Listen to sermons at FreeGraceRadio.com
His Paths, His Rod, His Presence, My Comfort
Commenting on this psalm, John Gill rightly observed, “Christ leads his (sheep) by faith to walk on in him and in his righteousness, looking through it, and on account of it, for eternal life.”
“He leadeth me in the paths of righteousness, for his name’s sake” (v. 3). — Christ leads all his sheep in the same paths. Sometimes the paths chosen for us seem rough and rugged. But they are his paths. They are paths of righteousness. And they lead us home. These are paths (plural) of righteousness. They are paths of faith, self-denial, obedience, and love. And they are always his paths, the paths he has chosen for his sheep. That means — Whatever my paths are, wherever they lead me, they are the best paths possible for me. And he so leads us “for his name’s sake,” for his own glory and the praise of his grace. — “That no flesh should glory in his presence” (1 Corinthians 1:29).
Here is my protection. — “Yea, though I walk through the valley of the shadow of death, I will fear no evil” (v. 4). If Christ leads me in his path, I must, as long as I live in this world, walk through the valley of the shadow of death. Believers in this world must through much tribulation enter into the kingdom of God. And those trials and tribulations are the valley of the shadow of death (Psalm 44:18-19; 107:10, 14; Jeremiah 13:15-17).
Though I must walk through this valley of the shadow of death, “I will fear no evil.” Why? It is the Lord my Shepherd who leads me into it and through it. How can I fear when my Shepherd walks with me? “I will fear no evil.” I will not fear Satan, the evil one, who walks about as a roaring lion, seeking whom he may devour. I will not fear evil men (Psalm 27:1-4) or evil things (Psalm 46:1-4). There is no reason for one whose refuge, strength, and help the Lord is to fear anything.
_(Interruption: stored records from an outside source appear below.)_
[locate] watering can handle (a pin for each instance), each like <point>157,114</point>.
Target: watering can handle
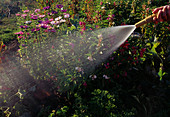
<point>145,21</point>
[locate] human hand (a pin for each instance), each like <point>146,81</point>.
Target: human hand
<point>163,14</point>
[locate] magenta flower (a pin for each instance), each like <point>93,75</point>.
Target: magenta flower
<point>41,16</point>
<point>64,10</point>
<point>50,20</point>
<point>37,10</point>
<point>46,8</point>
<point>72,45</point>
<point>85,84</point>
<point>59,6</point>
<point>23,15</point>
<point>26,11</point>
<point>17,14</point>
<point>66,15</point>
<point>54,12</point>
<point>23,26</point>
<point>19,33</point>
<point>19,37</point>
<point>34,17</point>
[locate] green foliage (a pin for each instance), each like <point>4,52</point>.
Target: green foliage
<point>133,81</point>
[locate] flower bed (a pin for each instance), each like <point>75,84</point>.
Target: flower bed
<point>127,83</point>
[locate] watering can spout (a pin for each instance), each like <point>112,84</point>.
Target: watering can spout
<point>145,21</point>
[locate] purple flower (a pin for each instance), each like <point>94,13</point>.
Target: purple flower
<point>28,22</point>
<point>39,21</point>
<point>23,26</point>
<point>52,30</point>
<point>43,26</point>
<point>59,6</point>
<point>46,8</point>
<point>33,30</point>
<point>41,16</point>
<point>37,10</point>
<point>23,45</point>
<point>54,12</point>
<point>46,19</point>
<point>34,17</point>
<point>64,10</point>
Child of God, there is no reason for you to fear. “For thou art with me” (Isaiah 41:10; 43:1-2). “Thy rod and thy staff, they comfort me.” — The allusion here is to the shepherd’s staff, by which he both counted his sheep and directed his sheep (Leviticus 27:32; Jeremiah 33:13; Ezekiel 20:37; Micah 7:14; Zechariah 11:7). His word is a rod of strength. And his promises are a staff of consolation. By these we are sustained and comforted in the midst of all our trials.
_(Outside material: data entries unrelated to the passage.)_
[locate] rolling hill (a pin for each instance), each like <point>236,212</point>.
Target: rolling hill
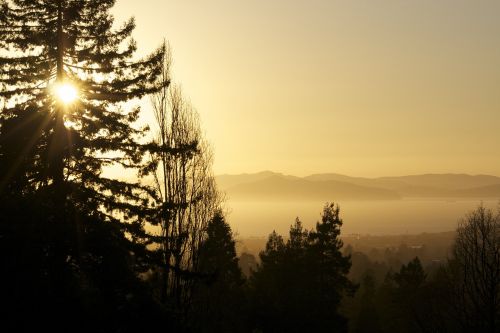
<point>271,186</point>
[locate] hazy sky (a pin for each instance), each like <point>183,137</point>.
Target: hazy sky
<point>367,88</point>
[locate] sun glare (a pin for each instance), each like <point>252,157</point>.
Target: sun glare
<point>66,93</point>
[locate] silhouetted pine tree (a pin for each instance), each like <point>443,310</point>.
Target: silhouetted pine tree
<point>218,302</point>
<point>58,209</point>
<point>299,285</point>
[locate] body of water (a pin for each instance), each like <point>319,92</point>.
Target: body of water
<point>410,216</point>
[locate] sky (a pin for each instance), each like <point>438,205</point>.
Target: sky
<point>360,87</point>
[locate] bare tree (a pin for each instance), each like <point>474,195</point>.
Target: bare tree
<point>185,187</point>
<point>476,261</point>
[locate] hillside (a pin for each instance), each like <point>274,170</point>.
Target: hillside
<point>275,186</point>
The Shepherd’s rod has many uses. The crook is used to retrieve straying sheep. The rod is used to direct the sheep. The rod is also used to protect the sheep. And the rod is used for numbering the sheep when he brings them into the fold. At conversion, in effectual calling, he causes his sheep to pass under the rod and brings them into the bond of the covenant, sealing to his chosen, redeemed, called sheep all the blessings of his grace and salvation (Ezekiel 20:37). And when our appointed time in this world is finished, he graciously brings his sheep up into his heavenly fold by the rod of his omnipotent mercy.